Bacalao is a salted and dried cod that is often sold in large fillets. It's probably the only dish Frank Camorra doesn't put any salt in (don't worry, the cod does all the work on that front). These fillets can be found in selected delis or grocers. Food Safari Water
- 400 g bacalao (dried salt cod)
- 600 ml milk
- 75 g butter
- ½ brown onion, finely diced
- 2 garlic cloves, finely diced
- 2-3 anchovies in olive oil
- 100 g plain flour, plus extra for dusting
- 3 eggs
- 1 tbsp finely chopped chives
- zest of 1 lemon
- 1 litre olive oil, for frying
- sea salt and sweet paprika, to serve
Oven temperatures are for conventional; if using fan-forced (convection), reduce the temperature by 20˚C. | We use Australian tablespoons and cups: 1 teaspoon equals 5 ml; 1 tablespoon equals 20 ml; 1 cup equals 250 ml. | All herbs are fresh (unless specified) and cups are lightly packed. | All vegetables are medium size and peeled, unless specified. | All eggs are 55-60 g, unless specified.
Soaking time: 36 hr
Chilling time: 3 hr
Wash the bacalao 3 times in cold water, then in a deep container, cover with cold water and refrigerate for 36 hours, changing the water every 12 hours.
Drain the cod, then place in a saucepan with the milk over medium heat. Simmer gently for 10 minutes or until the cod is just cooked. Drain, reserving the milk and cod separately. When cool enough to handle, remove and discard any fish and bones from the cod and flake the flesh.
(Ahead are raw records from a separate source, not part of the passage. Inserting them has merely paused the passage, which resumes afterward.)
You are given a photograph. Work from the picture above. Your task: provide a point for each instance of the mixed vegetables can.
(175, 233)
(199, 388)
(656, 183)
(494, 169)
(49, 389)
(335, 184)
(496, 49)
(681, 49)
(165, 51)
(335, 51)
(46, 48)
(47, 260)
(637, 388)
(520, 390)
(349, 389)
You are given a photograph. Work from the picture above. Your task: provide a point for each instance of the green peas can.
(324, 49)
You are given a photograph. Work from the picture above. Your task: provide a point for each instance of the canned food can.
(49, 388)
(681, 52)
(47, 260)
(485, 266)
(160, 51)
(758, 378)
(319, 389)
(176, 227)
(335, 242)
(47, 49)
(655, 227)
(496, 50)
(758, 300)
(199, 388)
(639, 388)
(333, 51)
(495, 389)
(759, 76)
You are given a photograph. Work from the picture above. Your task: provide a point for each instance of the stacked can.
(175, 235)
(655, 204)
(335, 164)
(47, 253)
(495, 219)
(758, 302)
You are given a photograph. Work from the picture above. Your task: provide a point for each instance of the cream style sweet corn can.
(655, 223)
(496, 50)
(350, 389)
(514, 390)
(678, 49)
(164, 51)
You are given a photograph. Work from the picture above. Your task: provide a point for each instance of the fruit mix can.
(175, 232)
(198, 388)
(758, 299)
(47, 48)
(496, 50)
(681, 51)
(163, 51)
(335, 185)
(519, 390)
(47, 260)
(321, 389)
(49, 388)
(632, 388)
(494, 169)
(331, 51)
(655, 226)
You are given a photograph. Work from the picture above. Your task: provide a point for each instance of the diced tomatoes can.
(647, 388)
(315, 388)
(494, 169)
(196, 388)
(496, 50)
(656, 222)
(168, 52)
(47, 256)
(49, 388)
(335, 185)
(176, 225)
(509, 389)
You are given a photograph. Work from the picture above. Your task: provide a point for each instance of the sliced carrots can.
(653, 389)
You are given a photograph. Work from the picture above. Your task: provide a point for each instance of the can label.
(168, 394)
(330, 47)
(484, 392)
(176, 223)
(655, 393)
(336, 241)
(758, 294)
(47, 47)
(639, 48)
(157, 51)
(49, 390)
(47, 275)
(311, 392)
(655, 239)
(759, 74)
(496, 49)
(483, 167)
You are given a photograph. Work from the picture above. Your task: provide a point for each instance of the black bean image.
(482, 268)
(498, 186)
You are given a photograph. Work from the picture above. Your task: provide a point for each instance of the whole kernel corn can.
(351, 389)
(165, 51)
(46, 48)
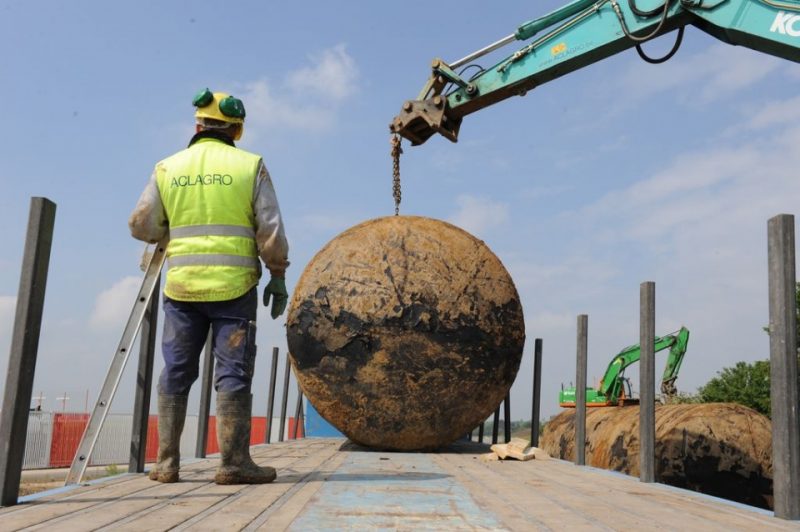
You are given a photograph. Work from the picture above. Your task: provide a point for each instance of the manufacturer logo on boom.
(786, 24)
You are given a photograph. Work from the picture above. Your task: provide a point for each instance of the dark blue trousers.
(233, 333)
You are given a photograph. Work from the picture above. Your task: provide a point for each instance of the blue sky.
(616, 174)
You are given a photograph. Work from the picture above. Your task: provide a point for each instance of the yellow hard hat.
(220, 106)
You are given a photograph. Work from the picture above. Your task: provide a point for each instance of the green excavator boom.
(579, 34)
(612, 392)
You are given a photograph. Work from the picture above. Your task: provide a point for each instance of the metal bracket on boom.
(419, 119)
(98, 417)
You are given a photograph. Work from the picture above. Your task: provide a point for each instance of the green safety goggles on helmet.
(219, 106)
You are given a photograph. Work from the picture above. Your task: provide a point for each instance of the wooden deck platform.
(328, 484)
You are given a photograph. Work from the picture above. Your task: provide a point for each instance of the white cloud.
(478, 215)
(333, 75)
(777, 113)
(307, 99)
(113, 306)
(327, 223)
(8, 305)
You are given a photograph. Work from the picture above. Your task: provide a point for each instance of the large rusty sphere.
(405, 332)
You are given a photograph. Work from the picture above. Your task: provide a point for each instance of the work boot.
(233, 436)
(171, 416)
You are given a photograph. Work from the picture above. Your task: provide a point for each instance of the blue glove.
(276, 288)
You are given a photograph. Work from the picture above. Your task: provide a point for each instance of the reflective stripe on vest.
(212, 230)
(212, 259)
(207, 192)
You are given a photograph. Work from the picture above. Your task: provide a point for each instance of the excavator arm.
(610, 391)
(579, 34)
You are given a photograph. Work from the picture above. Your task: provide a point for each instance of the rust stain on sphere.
(405, 332)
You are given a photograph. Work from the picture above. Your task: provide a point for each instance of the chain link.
(396, 151)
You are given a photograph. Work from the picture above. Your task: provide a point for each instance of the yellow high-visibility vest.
(207, 192)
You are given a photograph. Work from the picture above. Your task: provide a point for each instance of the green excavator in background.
(612, 387)
(579, 34)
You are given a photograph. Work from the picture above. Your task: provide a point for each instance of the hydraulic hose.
(659, 60)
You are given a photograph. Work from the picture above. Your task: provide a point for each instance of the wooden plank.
(102, 497)
(650, 501)
(252, 505)
(183, 509)
(518, 508)
(81, 498)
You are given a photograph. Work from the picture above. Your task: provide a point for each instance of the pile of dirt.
(720, 449)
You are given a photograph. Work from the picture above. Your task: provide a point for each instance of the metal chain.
(396, 151)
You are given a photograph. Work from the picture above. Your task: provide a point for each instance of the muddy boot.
(233, 436)
(171, 416)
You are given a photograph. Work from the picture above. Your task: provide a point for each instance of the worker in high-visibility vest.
(218, 206)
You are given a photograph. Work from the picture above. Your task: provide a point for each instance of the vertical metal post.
(24, 346)
(144, 384)
(580, 389)
(647, 382)
(783, 367)
(298, 412)
(204, 411)
(285, 398)
(495, 424)
(273, 373)
(507, 417)
(537, 392)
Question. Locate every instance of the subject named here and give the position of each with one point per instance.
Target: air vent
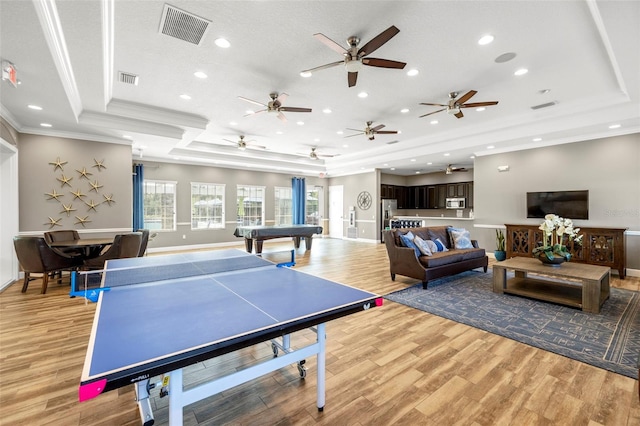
(183, 25)
(548, 104)
(127, 78)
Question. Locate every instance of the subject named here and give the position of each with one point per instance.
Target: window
(207, 205)
(250, 201)
(312, 205)
(160, 205)
(283, 200)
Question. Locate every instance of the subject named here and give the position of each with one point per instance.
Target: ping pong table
(156, 315)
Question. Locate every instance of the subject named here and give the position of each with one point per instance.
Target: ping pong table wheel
(302, 369)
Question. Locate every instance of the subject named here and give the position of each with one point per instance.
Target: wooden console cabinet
(600, 246)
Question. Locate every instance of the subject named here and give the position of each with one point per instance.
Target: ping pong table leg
(175, 398)
(321, 338)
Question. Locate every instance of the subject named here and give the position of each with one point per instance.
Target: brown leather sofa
(403, 260)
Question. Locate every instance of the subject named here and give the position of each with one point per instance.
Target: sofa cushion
(439, 232)
(424, 247)
(460, 238)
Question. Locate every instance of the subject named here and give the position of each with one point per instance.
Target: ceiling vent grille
(127, 78)
(548, 104)
(183, 25)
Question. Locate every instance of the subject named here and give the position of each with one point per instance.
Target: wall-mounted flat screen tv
(567, 204)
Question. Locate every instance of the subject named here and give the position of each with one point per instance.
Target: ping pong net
(154, 269)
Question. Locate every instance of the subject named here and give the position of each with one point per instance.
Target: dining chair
(35, 256)
(124, 246)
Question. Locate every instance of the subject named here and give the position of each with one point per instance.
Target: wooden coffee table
(588, 289)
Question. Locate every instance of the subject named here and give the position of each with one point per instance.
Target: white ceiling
(68, 55)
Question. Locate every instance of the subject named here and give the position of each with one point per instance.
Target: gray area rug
(609, 340)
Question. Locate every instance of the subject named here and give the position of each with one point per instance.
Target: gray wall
(185, 174)
(609, 168)
(37, 177)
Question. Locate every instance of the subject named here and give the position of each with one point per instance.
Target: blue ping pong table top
(141, 330)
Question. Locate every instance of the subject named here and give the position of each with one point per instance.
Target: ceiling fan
(354, 58)
(454, 107)
(372, 131)
(450, 169)
(275, 105)
(241, 144)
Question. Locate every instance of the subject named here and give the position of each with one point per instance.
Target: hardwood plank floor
(389, 365)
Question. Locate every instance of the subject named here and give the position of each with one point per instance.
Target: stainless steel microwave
(455, 203)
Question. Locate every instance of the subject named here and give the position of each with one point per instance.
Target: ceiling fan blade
(251, 101)
(440, 110)
(295, 109)
(282, 97)
(479, 104)
(352, 77)
(330, 43)
(466, 97)
(321, 67)
(383, 63)
(378, 41)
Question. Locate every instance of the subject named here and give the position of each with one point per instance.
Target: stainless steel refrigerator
(388, 209)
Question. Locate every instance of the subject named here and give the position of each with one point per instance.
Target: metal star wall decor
(67, 209)
(95, 186)
(99, 164)
(78, 194)
(108, 199)
(53, 222)
(57, 164)
(53, 195)
(82, 220)
(84, 173)
(92, 205)
(65, 180)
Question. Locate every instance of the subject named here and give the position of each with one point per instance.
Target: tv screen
(568, 204)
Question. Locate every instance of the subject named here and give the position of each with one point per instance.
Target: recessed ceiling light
(222, 42)
(486, 39)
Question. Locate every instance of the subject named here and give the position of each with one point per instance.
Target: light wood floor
(389, 365)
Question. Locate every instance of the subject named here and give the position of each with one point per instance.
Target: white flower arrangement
(554, 229)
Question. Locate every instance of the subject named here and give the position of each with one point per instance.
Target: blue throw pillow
(440, 245)
(461, 238)
(407, 240)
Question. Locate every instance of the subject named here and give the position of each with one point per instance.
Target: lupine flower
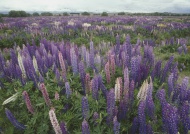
(107, 70)
(85, 127)
(91, 56)
(142, 94)
(149, 100)
(87, 83)
(45, 94)
(94, 84)
(184, 116)
(170, 83)
(85, 107)
(56, 96)
(82, 74)
(112, 65)
(142, 117)
(117, 90)
(20, 62)
(126, 80)
(110, 105)
(95, 117)
(74, 61)
(13, 120)
(35, 64)
(62, 64)
(116, 125)
(63, 128)
(28, 102)
(68, 90)
(135, 125)
(54, 122)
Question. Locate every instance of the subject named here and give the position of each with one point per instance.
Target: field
(98, 75)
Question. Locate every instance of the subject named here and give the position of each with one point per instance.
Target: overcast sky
(177, 6)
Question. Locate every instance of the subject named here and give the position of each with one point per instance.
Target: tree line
(21, 13)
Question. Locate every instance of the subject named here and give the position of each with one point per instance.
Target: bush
(121, 13)
(36, 14)
(104, 14)
(86, 13)
(65, 14)
(46, 14)
(14, 13)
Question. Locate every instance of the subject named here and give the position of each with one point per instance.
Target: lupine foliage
(60, 87)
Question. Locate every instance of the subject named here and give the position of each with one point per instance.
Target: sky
(175, 6)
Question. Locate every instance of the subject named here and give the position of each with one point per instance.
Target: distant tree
(65, 14)
(121, 13)
(86, 13)
(35, 14)
(1, 19)
(104, 14)
(46, 14)
(14, 13)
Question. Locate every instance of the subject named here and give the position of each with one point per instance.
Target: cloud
(98, 5)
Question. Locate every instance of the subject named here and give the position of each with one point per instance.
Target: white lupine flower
(20, 62)
(35, 64)
(142, 94)
(54, 122)
(117, 90)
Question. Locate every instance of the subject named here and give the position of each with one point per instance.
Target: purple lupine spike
(170, 84)
(116, 125)
(28, 102)
(117, 47)
(107, 71)
(85, 107)
(85, 127)
(62, 64)
(135, 126)
(87, 83)
(131, 91)
(112, 65)
(149, 129)
(57, 75)
(41, 79)
(110, 105)
(142, 117)
(166, 69)
(134, 68)
(13, 120)
(183, 93)
(184, 116)
(149, 101)
(82, 74)
(45, 94)
(170, 118)
(74, 61)
(95, 117)
(126, 79)
(161, 95)
(95, 85)
(102, 86)
(63, 128)
(91, 56)
(68, 90)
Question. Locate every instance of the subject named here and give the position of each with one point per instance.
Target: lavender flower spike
(13, 120)
(54, 122)
(28, 102)
(85, 127)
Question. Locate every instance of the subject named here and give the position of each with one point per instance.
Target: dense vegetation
(98, 75)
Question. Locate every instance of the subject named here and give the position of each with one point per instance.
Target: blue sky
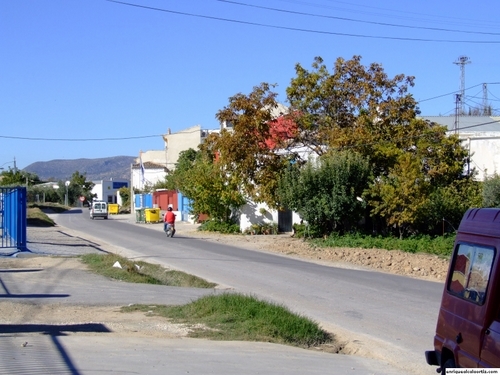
(87, 70)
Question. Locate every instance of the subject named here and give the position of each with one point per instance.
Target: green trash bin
(152, 215)
(139, 215)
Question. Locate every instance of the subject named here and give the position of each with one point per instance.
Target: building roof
(149, 165)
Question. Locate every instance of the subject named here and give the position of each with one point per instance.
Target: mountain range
(116, 167)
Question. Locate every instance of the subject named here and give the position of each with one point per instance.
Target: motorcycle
(169, 230)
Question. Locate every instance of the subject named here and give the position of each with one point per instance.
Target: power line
(455, 20)
(454, 92)
(305, 30)
(356, 20)
(80, 139)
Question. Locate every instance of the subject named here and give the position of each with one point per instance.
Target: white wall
(250, 214)
(485, 151)
(181, 141)
(151, 177)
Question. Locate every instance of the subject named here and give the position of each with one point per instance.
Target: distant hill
(116, 167)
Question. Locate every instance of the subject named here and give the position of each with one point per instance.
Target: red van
(468, 326)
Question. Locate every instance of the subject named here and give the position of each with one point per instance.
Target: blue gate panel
(13, 217)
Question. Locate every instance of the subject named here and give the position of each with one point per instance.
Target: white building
(481, 135)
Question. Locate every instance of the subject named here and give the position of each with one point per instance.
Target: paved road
(343, 300)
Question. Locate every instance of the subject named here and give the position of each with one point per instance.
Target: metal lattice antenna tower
(462, 60)
(485, 99)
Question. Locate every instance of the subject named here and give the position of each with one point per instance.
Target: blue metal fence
(13, 217)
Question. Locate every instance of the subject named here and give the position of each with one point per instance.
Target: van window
(471, 272)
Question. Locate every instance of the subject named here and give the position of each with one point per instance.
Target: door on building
(285, 222)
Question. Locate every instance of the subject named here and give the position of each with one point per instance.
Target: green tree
(211, 190)
(18, 177)
(185, 162)
(353, 105)
(326, 192)
(244, 152)
(359, 107)
(491, 191)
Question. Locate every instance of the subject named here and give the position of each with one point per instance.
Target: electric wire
(357, 20)
(441, 18)
(306, 30)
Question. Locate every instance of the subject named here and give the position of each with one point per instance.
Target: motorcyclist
(169, 219)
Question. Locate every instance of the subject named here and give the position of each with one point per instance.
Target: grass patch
(442, 245)
(37, 218)
(141, 272)
(231, 317)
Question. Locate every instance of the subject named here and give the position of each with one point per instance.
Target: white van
(99, 209)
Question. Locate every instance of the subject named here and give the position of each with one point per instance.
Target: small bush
(305, 231)
(262, 228)
(442, 245)
(219, 226)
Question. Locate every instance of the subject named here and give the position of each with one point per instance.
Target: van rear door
(463, 316)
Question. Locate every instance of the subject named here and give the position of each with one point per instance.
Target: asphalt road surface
(392, 317)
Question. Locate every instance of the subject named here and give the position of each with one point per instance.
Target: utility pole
(458, 100)
(485, 100)
(462, 61)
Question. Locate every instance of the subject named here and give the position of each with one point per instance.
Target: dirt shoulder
(120, 324)
(421, 266)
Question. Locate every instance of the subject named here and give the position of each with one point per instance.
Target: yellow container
(152, 215)
(113, 209)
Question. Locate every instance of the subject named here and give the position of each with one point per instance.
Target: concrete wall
(485, 152)
(154, 156)
(151, 176)
(183, 140)
(250, 214)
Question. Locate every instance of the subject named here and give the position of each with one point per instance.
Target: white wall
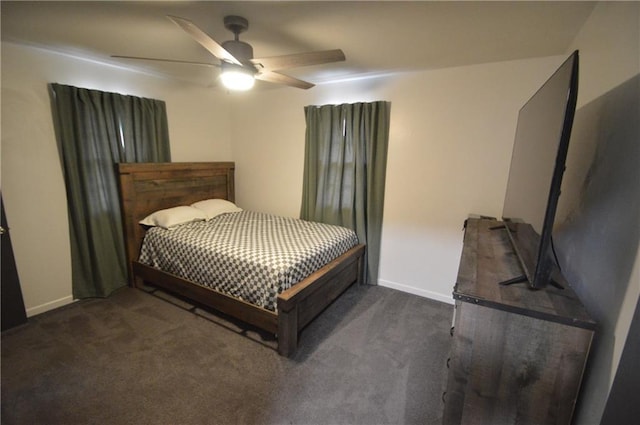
(32, 183)
(449, 150)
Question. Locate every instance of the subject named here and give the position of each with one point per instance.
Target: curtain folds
(94, 131)
(345, 169)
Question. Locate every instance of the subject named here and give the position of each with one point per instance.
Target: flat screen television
(535, 175)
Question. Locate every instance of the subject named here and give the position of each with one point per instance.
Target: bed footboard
(301, 303)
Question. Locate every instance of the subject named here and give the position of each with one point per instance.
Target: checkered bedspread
(248, 255)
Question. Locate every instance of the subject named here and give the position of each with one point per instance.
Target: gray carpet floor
(375, 356)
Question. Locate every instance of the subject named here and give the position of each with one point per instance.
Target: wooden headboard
(148, 187)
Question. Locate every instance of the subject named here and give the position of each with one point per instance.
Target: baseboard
(417, 291)
(32, 311)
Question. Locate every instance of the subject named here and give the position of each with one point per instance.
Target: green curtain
(95, 130)
(344, 171)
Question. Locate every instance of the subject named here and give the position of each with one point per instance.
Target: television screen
(535, 175)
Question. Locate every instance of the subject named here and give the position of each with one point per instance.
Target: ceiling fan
(239, 69)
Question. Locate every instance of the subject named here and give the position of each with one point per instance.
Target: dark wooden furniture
(148, 187)
(518, 354)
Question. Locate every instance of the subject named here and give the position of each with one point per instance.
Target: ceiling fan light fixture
(237, 78)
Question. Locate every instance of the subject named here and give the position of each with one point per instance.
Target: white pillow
(172, 217)
(215, 207)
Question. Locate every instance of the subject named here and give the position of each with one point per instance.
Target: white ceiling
(377, 37)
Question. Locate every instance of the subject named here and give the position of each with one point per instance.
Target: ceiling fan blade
(276, 77)
(165, 60)
(275, 63)
(206, 41)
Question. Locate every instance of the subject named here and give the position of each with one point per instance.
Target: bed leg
(287, 332)
(138, 282)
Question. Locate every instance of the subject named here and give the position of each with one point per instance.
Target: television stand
(517, 354)
(523, 279)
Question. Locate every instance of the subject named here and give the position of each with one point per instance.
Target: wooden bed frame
(148, 187)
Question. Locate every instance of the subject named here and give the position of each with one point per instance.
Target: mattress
(248, 255)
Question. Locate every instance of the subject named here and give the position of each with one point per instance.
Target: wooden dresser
(518, 354)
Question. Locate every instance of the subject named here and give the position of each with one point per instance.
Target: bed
(149, 187)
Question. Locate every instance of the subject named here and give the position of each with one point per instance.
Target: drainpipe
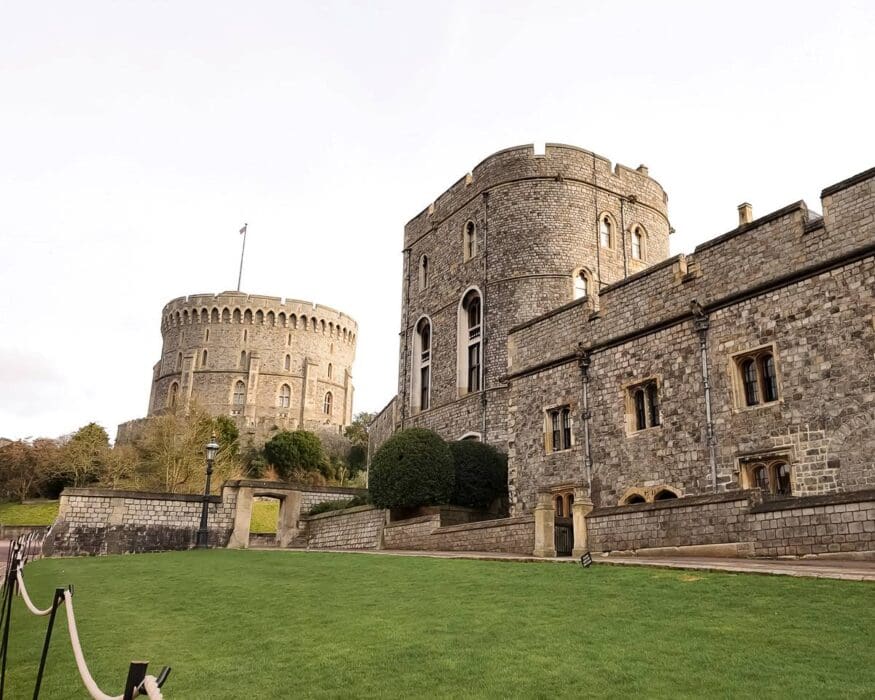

Melt the butter in a medium saucepan over medium heat. Add the onion, garlic, anchovies and a little of their oil. Sauté for 5-6 minutes or until the onions have softened. Add the flour and cook, stirring continuously with a wooden spoon for 2-3 minutes or until smooth. Gradually stir in the milk and beat until smooth. Reduce the heat to low and simmer, stirring continuously until the mixture is thick and the flavour of the flour has been cooked out. Stir in the flaked cod, then remove from the heat. Break in the eggs one at a time, beating well after each addition. Stir in the chives and lemon zest. Pour the mixture into a plastic wrap lined tray, cover and refrigerate for 3 hours or until cold.
Heat the olive oil in a wok or deep-frying pan to 170°C.
Working in small batches, drop tablespoons of mixture into a bowl of extra flour for dusting. Gently toss to coat, then carefully lower the buñuelos into the hot oil, frying 6 at a time for 3 minutes or until golden and crisp. Remove with a slotted spoon and drain on paper towel, then season lightly with sea salt and a dusting of paprika and serve hot.